As we get close to Pétionville

the girls seem younger.

Their skirts shorter.

Their gazes more meaningful.

This war is as ferocious

as the one between the Cité Soleil gangs.

Girls have always paid

a higher price when the city

turns into a jungle

and the night becomes a trap.

A hungry cock

spares no one

in its path.

Though the hour is late, we detour onto the Delmas road to go see Frankétienne. The doctor wants to buy a painting in his latest style. Frankétienne is so prolific an artist he can ruin a collector. He welcomes us so uproariously he must have woken up the whole neighborhood. The ogre in his lair. Despite the doctor's rich praise, Frankétienne is reticent about selling him a painting from his personal collection. The rich doctor lets him know money is no object, but the painter digs in his heels. Coffee arrives—Frankétienne hasn't touched alcohol since his illness. Right now he is working on a novel whose voluminous manuscript stretches across his wide worktable in spectacular disorder. Everything is larger than life with him. Bare-chested. Gargantuan appetite. Face as red as a boiled lobster. The wild enthusiasm of a man obsessed with literature and painting. He has painted several thousand canvases and his first great novel,
Ultravocal,
has metastasized into some thirty volumes over forty years.

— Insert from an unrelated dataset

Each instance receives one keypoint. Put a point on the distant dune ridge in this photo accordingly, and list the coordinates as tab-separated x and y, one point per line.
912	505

Urban turbulence is the only setting for this ogre. Seeing how perplexed I am by this expanse of paper scribbled with obscure signs that look more like musical notes than letters of the alphabet (I wouldn't put it past him to invent a new vocabulary and grammar in order to write a truly original book), he announces that his next work will be an opera-novel. What's an opera-novel? asks the chauffeur who seemed to be dozing in the corner. Frankétienne turns to him abruptly: you're the first one who ever dared ask me that question. Everyone else pretends to understand. I can't explain it, but when I finish the book, you'll see, and in the meanwhile, allow me to give you a painting. He disappears into his storehouse and returns with an enormous canvas we'll never be able to get into the car. He disassembles the frame with such energy he nearly rips apart the painting. He throws it into the trunk of the Buick 57 as the doctor-collector looks on in astonishment, empty-handed, his pockets still stuffed with money.

On the highway a desperate woman waves at us to stop. The doctor orders the chauffeur to drive on. Apparently it's the bandits' latest trick for robbing travelers. She's the bait, and the thieves are hiding in the thicket. But what if it was true? If she really did need help? I'll read about it in the paper.